Start Agent From URL List
The WebSundew allows to scrape data starting from URL list. You may create Agent or Extractor. In this walkthrough we will use Agent. If you are not familiar with Agent, Extractor and other concepts you may read about them here
Step 1 - Create New Project
Click New Project in the application toolbar.
Step 2 - Create New Agent
Click New Agent in the application toolbar.
New agent dialog will appear:
Select URL List. Now load URLs from text files, paste from clipboard or add them manually.
https://demo.websundew.io/ecommerce/details?id=1
https://demo.websundew.io/ecommerce/details?id=2
https://demo.websundew.io/ecommerce/details?id=3
https://demo.websundew.io/ecommerce/details?id=4
https://demo.websundew.io/ecommerce/details?id=5
Copy urls and paste them.
Click Ok to complete creating of the Agent. The agent's editor will open.
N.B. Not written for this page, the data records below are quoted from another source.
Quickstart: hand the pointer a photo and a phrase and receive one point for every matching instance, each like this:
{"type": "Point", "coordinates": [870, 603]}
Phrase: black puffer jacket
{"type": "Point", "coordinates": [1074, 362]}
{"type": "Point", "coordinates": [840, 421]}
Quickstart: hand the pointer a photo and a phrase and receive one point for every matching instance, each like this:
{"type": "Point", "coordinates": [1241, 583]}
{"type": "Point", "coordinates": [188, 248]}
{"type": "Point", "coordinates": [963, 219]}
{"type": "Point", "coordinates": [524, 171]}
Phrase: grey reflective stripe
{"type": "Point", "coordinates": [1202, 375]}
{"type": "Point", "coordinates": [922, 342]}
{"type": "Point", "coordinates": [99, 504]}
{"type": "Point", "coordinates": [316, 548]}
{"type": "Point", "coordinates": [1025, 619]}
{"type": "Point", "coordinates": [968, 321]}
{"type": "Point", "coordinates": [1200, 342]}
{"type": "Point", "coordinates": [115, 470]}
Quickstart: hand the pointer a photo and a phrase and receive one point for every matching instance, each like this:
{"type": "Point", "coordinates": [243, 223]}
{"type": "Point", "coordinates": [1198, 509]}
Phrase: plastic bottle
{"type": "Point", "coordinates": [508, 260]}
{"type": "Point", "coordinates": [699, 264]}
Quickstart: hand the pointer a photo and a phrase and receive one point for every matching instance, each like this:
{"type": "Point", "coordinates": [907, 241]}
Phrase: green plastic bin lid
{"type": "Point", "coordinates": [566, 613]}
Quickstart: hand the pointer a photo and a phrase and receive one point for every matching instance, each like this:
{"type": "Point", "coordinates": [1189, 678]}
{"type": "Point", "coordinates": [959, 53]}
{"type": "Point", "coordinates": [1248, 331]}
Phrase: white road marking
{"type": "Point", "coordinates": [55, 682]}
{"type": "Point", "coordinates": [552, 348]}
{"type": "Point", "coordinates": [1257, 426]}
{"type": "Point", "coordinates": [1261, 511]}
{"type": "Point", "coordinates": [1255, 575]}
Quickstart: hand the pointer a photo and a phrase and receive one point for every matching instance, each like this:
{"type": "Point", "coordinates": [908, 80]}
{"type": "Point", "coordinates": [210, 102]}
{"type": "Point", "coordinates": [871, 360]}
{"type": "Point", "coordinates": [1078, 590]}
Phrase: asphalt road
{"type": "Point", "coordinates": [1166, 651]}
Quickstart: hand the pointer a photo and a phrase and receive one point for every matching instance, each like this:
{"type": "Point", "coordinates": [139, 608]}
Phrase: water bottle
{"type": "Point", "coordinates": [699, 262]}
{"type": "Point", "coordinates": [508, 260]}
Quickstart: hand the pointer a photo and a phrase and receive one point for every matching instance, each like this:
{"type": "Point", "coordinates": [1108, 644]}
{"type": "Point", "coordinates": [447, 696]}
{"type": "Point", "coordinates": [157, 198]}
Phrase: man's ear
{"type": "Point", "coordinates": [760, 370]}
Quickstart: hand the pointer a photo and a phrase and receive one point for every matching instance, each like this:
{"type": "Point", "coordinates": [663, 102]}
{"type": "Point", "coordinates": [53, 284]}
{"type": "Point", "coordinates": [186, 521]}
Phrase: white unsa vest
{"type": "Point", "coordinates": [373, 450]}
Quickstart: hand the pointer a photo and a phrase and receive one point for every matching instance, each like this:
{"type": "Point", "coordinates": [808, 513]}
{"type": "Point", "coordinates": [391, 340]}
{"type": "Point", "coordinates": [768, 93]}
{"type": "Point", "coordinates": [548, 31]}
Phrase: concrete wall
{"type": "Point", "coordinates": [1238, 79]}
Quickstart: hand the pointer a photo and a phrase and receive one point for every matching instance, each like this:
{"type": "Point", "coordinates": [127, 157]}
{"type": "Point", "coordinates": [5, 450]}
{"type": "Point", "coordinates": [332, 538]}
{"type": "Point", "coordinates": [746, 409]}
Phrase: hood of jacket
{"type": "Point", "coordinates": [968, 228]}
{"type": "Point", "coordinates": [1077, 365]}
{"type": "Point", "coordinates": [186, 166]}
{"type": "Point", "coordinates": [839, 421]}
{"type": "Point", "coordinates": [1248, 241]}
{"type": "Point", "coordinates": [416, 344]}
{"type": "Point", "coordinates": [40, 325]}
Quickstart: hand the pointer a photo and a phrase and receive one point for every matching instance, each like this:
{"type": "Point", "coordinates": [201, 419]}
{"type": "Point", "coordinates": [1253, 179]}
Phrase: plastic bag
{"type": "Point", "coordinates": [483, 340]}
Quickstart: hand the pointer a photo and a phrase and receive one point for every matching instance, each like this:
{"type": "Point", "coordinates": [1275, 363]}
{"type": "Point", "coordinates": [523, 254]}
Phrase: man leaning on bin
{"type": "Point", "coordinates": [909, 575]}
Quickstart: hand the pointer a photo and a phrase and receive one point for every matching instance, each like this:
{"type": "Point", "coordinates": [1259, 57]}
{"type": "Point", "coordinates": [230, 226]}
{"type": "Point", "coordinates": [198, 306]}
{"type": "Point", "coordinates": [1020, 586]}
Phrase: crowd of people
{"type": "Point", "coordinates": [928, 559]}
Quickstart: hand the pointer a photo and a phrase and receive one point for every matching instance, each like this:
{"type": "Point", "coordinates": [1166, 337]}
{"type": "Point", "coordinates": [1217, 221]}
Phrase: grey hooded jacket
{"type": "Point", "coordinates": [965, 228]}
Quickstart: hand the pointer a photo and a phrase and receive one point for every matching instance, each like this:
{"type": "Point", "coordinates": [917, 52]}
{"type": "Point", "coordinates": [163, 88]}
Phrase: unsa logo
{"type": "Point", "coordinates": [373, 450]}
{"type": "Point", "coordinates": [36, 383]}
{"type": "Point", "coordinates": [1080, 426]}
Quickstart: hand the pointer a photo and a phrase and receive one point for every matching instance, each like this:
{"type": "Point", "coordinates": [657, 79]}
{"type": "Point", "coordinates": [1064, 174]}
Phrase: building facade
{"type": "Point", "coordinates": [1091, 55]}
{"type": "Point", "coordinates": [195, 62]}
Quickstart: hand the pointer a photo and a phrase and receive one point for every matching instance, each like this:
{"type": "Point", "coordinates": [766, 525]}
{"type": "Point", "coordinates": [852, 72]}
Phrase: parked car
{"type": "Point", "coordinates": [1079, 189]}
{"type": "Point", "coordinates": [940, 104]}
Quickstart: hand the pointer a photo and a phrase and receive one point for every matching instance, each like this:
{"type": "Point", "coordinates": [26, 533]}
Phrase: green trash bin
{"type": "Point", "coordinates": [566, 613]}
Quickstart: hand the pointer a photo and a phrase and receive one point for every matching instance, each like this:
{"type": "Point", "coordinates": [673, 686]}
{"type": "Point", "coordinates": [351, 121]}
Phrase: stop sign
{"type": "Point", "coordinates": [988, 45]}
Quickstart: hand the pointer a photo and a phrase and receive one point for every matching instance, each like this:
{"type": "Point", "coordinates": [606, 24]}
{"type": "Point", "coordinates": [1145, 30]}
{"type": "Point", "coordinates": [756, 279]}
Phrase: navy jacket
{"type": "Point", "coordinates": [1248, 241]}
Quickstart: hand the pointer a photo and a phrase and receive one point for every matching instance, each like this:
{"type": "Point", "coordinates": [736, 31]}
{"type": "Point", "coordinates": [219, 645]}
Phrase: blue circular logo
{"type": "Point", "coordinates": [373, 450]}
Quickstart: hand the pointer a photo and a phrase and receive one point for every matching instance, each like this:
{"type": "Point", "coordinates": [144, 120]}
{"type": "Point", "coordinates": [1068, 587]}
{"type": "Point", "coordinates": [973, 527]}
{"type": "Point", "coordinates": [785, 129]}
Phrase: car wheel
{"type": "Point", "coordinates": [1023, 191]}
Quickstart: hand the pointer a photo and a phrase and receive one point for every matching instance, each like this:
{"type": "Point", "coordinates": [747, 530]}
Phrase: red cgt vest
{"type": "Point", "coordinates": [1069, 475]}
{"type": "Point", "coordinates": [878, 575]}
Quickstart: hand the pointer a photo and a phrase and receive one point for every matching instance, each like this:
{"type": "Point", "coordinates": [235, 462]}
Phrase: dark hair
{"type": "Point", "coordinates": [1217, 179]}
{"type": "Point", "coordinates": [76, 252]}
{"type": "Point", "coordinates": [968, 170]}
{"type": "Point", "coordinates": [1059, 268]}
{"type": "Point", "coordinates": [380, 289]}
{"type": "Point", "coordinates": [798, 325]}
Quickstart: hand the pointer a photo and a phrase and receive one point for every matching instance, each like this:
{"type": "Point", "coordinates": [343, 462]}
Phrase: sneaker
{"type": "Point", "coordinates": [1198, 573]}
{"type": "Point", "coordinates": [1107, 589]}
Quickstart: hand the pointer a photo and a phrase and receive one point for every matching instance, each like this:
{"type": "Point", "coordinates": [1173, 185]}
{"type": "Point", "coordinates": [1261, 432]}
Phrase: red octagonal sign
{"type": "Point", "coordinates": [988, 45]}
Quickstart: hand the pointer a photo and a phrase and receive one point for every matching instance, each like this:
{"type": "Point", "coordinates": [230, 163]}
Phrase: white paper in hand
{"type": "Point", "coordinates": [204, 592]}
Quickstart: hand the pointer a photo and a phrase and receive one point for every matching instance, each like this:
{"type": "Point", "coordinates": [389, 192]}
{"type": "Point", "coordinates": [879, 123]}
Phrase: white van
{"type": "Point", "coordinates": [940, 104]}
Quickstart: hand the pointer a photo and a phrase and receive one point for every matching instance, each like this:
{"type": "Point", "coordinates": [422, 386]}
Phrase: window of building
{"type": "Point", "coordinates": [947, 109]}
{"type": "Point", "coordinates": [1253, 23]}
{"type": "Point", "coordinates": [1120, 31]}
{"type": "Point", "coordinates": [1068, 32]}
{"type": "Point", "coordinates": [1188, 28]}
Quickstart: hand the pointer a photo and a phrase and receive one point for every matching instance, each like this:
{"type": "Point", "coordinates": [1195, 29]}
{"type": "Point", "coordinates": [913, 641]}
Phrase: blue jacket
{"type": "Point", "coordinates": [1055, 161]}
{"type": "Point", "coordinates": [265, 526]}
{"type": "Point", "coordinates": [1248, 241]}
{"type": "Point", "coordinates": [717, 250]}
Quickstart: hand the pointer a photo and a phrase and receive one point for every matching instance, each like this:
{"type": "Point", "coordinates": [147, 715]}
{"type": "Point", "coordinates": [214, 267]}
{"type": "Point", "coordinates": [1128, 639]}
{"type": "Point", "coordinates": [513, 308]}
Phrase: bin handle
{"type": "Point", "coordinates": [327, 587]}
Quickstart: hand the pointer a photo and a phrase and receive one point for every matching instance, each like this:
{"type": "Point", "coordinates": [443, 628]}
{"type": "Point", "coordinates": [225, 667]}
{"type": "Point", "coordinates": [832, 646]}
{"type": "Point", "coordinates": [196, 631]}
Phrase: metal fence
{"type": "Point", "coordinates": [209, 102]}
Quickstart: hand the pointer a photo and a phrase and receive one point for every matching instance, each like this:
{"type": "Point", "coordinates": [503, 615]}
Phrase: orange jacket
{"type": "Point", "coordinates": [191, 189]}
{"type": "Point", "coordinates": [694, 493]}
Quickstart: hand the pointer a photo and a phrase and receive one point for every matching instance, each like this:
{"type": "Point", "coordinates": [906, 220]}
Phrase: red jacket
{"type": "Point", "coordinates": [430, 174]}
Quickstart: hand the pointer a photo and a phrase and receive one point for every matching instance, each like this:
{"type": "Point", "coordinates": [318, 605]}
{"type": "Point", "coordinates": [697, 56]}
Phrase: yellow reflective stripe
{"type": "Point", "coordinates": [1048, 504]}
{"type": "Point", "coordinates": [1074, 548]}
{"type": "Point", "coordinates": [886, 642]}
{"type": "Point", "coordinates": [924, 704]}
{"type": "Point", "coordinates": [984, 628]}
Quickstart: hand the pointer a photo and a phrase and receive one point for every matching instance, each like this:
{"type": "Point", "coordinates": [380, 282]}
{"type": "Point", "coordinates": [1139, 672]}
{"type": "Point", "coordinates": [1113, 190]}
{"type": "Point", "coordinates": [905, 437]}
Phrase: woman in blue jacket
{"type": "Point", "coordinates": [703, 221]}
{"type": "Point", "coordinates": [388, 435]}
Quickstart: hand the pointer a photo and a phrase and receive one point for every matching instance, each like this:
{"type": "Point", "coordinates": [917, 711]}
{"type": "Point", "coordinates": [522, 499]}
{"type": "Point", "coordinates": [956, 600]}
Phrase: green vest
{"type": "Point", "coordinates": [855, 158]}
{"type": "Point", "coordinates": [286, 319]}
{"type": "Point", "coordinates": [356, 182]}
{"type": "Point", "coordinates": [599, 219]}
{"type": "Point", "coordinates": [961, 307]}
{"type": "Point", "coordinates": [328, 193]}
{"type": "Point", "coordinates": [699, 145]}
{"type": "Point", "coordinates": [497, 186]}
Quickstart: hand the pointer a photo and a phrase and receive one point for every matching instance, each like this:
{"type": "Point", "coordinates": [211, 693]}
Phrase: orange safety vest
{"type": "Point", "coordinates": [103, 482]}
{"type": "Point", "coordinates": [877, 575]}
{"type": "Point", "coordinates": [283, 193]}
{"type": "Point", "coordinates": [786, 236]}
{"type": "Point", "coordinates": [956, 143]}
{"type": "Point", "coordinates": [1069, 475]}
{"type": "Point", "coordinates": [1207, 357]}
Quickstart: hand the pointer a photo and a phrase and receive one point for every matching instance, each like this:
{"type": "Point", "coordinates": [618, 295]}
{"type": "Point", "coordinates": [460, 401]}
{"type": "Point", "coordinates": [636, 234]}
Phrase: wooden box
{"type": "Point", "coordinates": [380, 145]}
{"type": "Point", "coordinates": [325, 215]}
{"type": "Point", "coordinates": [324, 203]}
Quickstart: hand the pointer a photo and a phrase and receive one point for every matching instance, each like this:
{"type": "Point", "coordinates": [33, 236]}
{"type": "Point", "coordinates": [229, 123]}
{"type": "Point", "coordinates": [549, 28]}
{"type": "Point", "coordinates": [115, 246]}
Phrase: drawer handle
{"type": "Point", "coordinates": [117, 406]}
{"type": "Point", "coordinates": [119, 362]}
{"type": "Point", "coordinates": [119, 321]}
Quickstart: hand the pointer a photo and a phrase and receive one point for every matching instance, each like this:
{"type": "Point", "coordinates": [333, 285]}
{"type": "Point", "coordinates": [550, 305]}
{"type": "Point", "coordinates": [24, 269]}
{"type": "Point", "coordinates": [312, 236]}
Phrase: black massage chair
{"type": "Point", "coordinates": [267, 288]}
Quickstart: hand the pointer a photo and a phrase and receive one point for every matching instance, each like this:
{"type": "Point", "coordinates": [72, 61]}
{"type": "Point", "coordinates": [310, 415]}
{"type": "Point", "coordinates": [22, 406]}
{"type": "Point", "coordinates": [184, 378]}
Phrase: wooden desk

The content of the first HTML file will be available in the browser part of the agent editor.
Other Steps
You configured agent that starts from the URL list. Now you need to capture and export extracted data. These steps are depends on the HTML file structure and required export format. You can read more about capture and about export. Also you can read our tutorials.
Edit Agent
You can modify URL list after you created the agent:
- You need to open Agent for editing.
- Select Loop in the agent's graph:
- Open Properties View and modify folders.